Michigan sweet cherry production is forecast is 23,900 tons. This would be a 27 percent increase from the 2017 June cherry production forecast. Growers throughout the state are generally optimistic about this year's sweet cherry crop, despite the slower development due to cooler April temperatures.

United States tart cherry production is forecast at 353 million pounds, up 48 percent from the 2017 production. Utah growers reported an above average crop this year. Warmer weather conditions were favorable for an early bloom. In New York, weather conditions were also favorable and the crop was off to a good start. Growers reported a good crop with an average bloom. In Washington, growers reported moderate spring temperatures and moisture and expected harvest to begin later than normal. In Wisconsin, snow storms and cool temperatures lead to a delay in the crop this year. Growers reported that they expected a good crop, although there was some concern about potential damage from invasive flies.
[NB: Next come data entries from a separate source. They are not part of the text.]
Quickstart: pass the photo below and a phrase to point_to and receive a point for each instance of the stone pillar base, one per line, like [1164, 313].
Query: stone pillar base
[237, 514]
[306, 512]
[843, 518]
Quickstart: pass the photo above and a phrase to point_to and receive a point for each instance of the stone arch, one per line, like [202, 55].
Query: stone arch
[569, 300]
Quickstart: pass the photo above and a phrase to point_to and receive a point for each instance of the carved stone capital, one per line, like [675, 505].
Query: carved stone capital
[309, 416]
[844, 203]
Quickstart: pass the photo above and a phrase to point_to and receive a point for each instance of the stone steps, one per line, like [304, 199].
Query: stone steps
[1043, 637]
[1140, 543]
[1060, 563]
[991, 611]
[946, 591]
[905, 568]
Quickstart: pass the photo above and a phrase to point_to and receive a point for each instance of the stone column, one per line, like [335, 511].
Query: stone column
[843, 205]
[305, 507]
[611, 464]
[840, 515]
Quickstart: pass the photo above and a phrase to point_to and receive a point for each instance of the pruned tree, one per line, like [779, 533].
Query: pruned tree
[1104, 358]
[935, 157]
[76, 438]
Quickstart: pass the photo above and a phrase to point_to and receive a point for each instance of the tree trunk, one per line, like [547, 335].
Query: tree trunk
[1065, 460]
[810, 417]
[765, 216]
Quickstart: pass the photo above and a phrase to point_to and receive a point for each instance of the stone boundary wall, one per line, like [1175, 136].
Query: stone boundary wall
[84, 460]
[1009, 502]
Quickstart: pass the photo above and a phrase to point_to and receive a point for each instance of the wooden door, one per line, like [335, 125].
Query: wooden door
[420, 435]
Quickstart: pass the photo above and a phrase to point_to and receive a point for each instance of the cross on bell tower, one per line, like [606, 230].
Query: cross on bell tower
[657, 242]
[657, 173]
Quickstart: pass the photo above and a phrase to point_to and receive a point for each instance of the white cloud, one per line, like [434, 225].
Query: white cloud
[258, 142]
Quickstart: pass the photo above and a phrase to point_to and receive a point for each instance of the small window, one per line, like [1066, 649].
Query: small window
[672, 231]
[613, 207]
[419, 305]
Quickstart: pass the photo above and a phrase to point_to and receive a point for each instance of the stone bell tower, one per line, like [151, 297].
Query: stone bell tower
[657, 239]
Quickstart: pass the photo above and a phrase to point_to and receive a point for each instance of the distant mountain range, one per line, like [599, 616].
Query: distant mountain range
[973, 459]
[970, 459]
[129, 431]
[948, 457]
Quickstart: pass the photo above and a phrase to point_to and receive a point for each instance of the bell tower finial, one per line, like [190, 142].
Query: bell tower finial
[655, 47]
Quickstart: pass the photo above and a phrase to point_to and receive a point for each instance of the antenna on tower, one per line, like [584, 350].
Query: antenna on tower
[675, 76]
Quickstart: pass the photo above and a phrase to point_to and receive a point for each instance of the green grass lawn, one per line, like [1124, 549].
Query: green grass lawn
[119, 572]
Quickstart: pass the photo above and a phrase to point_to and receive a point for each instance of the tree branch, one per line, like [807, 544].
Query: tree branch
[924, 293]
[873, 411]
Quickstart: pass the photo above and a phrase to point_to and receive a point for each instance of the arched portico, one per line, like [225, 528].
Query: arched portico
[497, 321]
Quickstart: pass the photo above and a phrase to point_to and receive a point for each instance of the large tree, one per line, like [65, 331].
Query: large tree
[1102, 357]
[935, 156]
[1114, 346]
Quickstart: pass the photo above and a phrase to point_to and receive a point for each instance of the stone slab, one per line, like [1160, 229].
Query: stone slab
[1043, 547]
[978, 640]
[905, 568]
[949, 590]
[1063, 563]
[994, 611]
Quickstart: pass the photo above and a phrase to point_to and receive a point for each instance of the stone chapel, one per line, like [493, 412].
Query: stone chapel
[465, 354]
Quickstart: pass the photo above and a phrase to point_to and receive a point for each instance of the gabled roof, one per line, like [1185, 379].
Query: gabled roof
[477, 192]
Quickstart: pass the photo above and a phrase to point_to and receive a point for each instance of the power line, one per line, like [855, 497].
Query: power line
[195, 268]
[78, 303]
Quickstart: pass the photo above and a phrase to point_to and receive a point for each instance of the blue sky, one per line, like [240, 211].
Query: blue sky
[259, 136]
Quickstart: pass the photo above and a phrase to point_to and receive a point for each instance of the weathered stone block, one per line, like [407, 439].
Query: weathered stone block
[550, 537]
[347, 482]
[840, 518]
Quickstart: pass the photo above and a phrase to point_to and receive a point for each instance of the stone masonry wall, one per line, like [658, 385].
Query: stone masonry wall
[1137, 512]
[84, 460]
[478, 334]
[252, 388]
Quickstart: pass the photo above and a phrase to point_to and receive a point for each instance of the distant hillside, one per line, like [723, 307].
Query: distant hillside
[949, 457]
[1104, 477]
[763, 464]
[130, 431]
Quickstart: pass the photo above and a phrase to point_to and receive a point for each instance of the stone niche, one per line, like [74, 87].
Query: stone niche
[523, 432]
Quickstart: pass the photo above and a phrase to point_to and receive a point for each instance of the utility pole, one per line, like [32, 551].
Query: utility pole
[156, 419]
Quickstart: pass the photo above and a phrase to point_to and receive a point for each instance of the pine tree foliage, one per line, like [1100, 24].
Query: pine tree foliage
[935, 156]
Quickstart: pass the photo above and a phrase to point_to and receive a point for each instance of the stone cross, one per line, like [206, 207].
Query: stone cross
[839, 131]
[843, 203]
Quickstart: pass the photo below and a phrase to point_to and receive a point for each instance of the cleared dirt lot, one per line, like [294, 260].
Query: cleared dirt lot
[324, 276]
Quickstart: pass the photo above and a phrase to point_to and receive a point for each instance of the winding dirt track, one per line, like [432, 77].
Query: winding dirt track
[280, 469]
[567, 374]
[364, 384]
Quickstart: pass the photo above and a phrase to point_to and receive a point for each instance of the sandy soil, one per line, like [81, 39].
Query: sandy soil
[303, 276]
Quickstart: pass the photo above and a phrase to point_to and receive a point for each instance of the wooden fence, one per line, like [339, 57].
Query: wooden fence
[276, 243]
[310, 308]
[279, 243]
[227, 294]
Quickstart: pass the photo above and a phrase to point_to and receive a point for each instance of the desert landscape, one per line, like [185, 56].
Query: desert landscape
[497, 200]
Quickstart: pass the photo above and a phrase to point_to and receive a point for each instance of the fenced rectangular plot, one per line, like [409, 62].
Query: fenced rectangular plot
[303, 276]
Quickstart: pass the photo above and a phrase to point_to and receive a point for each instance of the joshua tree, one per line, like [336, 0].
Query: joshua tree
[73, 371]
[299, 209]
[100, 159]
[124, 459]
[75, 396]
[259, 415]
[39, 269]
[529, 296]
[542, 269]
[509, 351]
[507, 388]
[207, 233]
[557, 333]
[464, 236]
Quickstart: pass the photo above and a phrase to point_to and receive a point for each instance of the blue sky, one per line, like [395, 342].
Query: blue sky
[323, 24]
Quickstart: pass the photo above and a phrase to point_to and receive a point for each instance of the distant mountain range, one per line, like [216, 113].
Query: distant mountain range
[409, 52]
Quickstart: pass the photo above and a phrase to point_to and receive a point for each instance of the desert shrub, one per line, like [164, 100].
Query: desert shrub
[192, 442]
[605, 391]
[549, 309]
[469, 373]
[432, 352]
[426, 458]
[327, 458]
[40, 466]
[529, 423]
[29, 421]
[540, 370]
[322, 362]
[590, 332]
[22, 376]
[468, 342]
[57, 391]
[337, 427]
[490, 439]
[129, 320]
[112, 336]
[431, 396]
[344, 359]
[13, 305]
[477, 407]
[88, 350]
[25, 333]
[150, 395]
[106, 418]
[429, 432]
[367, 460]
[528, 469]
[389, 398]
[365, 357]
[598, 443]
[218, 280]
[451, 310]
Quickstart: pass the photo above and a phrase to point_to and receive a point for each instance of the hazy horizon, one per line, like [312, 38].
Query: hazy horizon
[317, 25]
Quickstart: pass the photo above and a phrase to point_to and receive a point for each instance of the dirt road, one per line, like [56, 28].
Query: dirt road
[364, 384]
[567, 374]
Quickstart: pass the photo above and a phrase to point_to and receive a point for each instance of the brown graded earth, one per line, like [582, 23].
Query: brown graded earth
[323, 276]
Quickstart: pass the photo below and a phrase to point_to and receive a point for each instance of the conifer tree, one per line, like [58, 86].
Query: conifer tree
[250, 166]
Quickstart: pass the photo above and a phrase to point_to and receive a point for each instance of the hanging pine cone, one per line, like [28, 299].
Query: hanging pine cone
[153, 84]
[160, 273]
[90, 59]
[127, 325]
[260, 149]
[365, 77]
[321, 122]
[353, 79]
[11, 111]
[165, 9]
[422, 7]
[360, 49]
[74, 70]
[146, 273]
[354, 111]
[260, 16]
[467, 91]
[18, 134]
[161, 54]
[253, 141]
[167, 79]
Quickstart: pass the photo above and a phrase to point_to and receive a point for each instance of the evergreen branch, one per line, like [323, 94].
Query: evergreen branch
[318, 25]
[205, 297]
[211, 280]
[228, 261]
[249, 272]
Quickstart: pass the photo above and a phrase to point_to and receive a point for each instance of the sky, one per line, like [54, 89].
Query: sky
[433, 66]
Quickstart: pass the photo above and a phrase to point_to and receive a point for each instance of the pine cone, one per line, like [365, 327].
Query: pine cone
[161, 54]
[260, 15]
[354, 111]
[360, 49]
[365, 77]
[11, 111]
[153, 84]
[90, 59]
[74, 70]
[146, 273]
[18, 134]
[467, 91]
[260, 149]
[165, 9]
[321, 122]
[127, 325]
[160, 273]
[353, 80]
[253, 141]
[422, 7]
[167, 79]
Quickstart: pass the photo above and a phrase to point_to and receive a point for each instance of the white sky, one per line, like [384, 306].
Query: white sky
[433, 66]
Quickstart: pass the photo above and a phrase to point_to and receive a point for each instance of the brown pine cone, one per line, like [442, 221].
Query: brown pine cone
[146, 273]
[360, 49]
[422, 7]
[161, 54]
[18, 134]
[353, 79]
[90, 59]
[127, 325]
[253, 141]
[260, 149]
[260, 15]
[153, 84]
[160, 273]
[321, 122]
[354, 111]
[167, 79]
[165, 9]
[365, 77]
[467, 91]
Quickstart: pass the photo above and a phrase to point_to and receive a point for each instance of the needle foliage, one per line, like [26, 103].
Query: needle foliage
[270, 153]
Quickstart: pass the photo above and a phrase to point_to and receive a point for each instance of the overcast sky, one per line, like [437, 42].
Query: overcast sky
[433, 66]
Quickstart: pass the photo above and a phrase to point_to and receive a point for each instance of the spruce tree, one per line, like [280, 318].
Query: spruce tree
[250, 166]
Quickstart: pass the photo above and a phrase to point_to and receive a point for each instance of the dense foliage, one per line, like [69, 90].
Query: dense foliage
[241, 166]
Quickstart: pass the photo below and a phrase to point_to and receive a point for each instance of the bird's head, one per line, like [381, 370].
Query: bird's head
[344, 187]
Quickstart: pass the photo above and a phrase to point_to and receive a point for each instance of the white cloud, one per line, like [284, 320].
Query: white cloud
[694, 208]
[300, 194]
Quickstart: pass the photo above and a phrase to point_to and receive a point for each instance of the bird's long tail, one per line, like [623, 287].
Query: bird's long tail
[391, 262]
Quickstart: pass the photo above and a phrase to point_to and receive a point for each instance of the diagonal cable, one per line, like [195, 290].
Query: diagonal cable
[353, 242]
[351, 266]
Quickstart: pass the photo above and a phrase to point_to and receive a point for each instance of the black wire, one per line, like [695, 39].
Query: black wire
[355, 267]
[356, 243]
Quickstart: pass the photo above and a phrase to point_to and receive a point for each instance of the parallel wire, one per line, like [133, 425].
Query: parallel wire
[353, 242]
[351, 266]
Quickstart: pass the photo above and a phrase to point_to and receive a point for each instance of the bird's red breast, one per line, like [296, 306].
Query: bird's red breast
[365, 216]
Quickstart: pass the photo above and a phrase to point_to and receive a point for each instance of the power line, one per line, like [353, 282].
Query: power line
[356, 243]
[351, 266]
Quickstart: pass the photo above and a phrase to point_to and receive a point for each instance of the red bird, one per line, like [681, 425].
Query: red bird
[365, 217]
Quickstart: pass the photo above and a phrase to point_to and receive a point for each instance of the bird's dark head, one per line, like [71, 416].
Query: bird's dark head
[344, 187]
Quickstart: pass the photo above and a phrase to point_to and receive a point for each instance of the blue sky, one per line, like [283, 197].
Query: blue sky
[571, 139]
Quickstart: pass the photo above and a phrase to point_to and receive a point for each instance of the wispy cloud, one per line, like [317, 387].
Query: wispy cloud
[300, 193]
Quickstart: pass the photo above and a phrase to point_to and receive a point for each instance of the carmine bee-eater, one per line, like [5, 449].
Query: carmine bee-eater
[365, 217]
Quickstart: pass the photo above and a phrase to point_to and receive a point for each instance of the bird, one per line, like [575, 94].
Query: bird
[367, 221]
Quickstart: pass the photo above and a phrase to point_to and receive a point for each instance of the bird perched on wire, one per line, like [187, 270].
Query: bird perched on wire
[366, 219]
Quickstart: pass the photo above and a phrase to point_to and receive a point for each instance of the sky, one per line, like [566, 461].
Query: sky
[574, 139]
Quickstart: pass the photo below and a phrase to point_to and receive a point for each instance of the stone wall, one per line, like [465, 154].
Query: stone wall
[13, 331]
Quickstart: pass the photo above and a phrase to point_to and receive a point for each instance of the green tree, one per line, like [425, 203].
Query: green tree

United States sweet cherry production is forecast at 319,900 tons, down 26 percent from 2017. In Washington and Oregon, cool and wet weather and an extended bloom hampered pollination and led to a lighter fruit set of early varieties. Growers were concerned about the extent of fruit drop in early varieties through harvest. In California, growers reported a warm winter across the State and damaging frost over several days in late February, followed by heavy rains in March that impacted much of the crop.